Bimorph Mirrors for X-ray Beam Lines

 

Bimorph state of the art: 100nrad and 0.5nm rms

During the last year THALES SESO manufactured and delivered more than 10 integrated elliptical bimorphs for Brookhaven National Laboratory (USA), the Photon Factory (Japan), Diamond Light Source (UK). The mirror system have been designed, realized and set-up with slope errors between 100 and 150 nrads and shape errors of 0.5 to 1 nm RMS over the full lengths (400-1000 mm). These are elliptical mirrors can be operated as focusing device over extremely wide range of focal distances (from q_min=0.5 m to q_max=25 m). A photo of one of these mirrors is shown in the following figure (length 800mm).

Bimorph

Thales SESO the Pioneer in Bimorph mirror technology

With the patented first and second generation bimorphs and more than 80 bimorphs already delivered to various synchrotron facilities worldwide, TSESO has been pioneering this field and is keeping a leading role in the fabrication of a very compact adaptive x-ray mirror based on the properties of piezoelectric ceramics.

Once properly shaped they can be used to focus, collimate or for beam shaping in a variety of application. In contrast to traditional mirrors with mechanical benders or fixed curvature mirrors, where the user gets only few degree of freedom to adjust the mirror radius and coma aberrations, bimorph mirrors come with many degree of freedom (typically from 8 to 32) thus allowing to suppress higher order aberrations and middle-high spatial frequencies with periods larger than 20 mm.

Bimorph mirrors are becoming a common optical element on synchrotron beamlines in various synchrotron radiation facilities worldwide and more recently free-electron lasers (XFEL).

Nevertheless most of this potential has not been fully exploited and a number of tools are being prepared to realize a short feedback between mirror shaping and online metrology. A collaboration with the optics group of the Diamond Light Source is currently tackling this aspect.

Concept of Bimorph mirrors

Bimorph2

Left: Schematic of 2nd generation bimorph mirror from Thales-SESO, showing piezo ceramics glued to the side faces of the monolithic substrate. Right: Double-face bimorph designed to acts either as a collimator or focusing device

 

The full potential of Bimorphs is still unexplored

Modern synchrotron radiation sources (3rd generation and Free Electron Lasers) need very high quality optics to exploit the full power and preserve the coherence of the radiation.
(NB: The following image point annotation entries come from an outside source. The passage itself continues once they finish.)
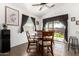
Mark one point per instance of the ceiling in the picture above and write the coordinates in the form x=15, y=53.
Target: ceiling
x=34, y=10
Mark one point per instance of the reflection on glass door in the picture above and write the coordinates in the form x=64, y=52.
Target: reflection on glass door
x=59, y=28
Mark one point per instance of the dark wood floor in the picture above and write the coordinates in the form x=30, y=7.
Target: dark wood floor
x=60, y=49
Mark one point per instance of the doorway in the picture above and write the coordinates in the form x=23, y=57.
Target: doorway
x=59, y=24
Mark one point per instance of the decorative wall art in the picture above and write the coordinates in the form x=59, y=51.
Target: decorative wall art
x=72, y=18
x=11, y=16
x=77, y=22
The target specifications for such mirrors are the following:
- sub-nm surface figure errors
- Roughness at the atomic scale and
- Slope errors below 150 nrad over mirror length (up to 1.5 m)

Ideally the polishing should be realized in a deterministic fashion anticipating all the effect that may deteriorate the mirror performance in its final use such as gravity, mirror holding and heat load. The latter point is particularly important for high power sources such as ERL, XFEL and upgraded synchrotron in progress.

Since all these effect cannot be fully anticipated, the bimorph X-ray mirror represents a valuable solution and has many competitive advantages for state of the arts super-polished optics.

Even a perfect mirror will present defects once it is integrated in its final system and in particular during beamline operation: a number of effects appear under irradiation that would lead to additional wavefront distortion due to the optics placed upstream, the continuously varying intensity of the source and thermal drifts. The bimorph mirror is the only available optic which can adapt its shape to correct all these types of systematic errors dynamically and locally along the mirror coordinate.

This solution represent the future of X ray optics thanks to its active correction capabilities.